Using Parser (GNU Emacs Lisp Reference Manual)

37.2 Using Tree-sitter Parser

This section described how to create and configure a tree-sitter parser. In Emacs, each tree-sitter parser is associated with a buffer. As we edit the buffer, the associated parser is automatically kept up-to-date.

Before creating a parser, it is perhaps good to check whether we should use tree-sitter at all. Sometimes a user don’t want to use tree-sitter features for a major mode. To turn-off tree-sitter for a mode, they add that mode to tree-sitter-disabled-modes. If they want to turn off tree-sitter for buffers larger than a particular size (because tree-sitter consumes memory ~10 times the buffer size for storing the syntax tree), they set tree-sitter-maximum-size.

Function: tree-sitter-should-enable-p &optional mode ¶

This function returns non-nil if mode (default to the current major mode) should activate tree-sitter features. The result depends on the value of tree-sitter-disabled-modes and tree-sitter-maximum-size described above. The result also depends on, of course, the result of tree-sitter-avaliabe-p.

Writer of major modes or other packages are responsible for calling this function and determine whether to activate tree-sitter features.

To create a parser, we provide a buffer to parse and the language to use (see Tree-sitter Language Definitions). Emacs provides several creation functions for different use cases.

Function: tree-sitter-get-parser-create language ¶

This function is the most convenient one. It gives you a parser that recognizes language for the current buffer. The function checks if there already exists a parser suiting the need, and only creates a new one when it can’t find one.

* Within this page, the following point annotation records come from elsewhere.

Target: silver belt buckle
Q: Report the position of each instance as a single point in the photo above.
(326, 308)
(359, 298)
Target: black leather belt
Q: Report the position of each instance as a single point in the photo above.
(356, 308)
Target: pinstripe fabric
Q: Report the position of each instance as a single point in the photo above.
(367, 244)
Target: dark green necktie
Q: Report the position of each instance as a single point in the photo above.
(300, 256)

;; Create a parser for C programming language.
(tree-sitter-get-parser-create 'tree-sitter-c)

Function: tree-sitter-get-parser language ¶: This function is like tree-sitter-get-parser-create, but it always creates a new parser.

Function: tree-sitter-parser-create buffer language ¶: This function is the most primitive, requiring both the buffer to associate to, and the language to use. If buffer is nil, the current buffer is used.

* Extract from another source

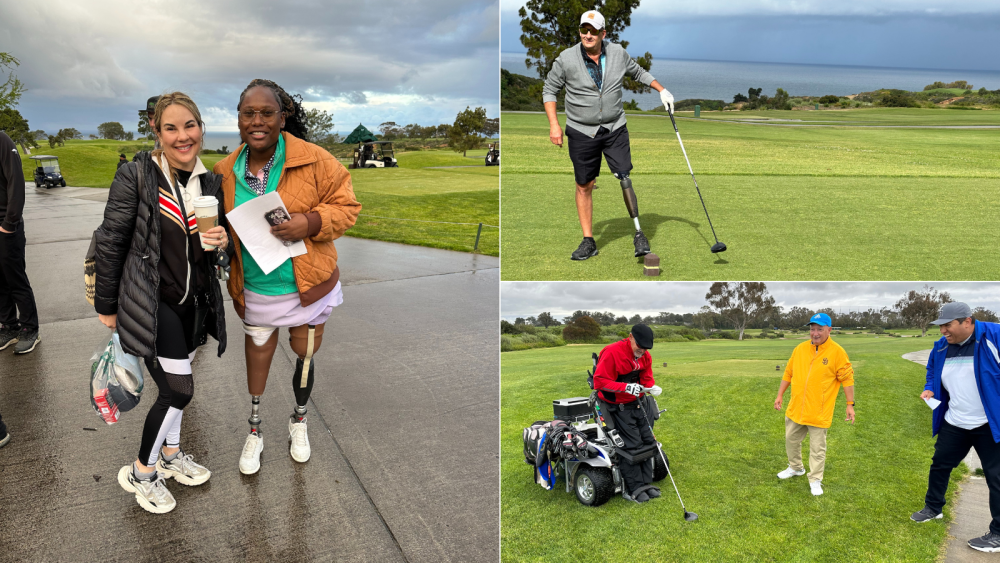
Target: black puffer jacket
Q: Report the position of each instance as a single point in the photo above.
(128, 255)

Given a parser, we can query information about it:

Function: tree-sitter-parser-buffer parser ¶: Returns the buffer associated with parser.

Function: tree-sitter-parser-language parser ¶: Returns the language that parser uses.

Function: tree-sitter-parser-p object ¶: Checks if object is a tree-sitter parser. Return non-nil if it is, return nil otherwise.

There is no need to explicitly parse a buffer, because parsing is done automatically and lazily. A parser only parses when we query for a node in its syntax tree. Therefore, when a parser is first created, it doesn’t parse the buffer; instead, it waits until we query for a node for the first time. Similarly, when some change is made in the buffer, a parser doesn’t re-parse immediately and only records some necessary information to later re-parse when necessary.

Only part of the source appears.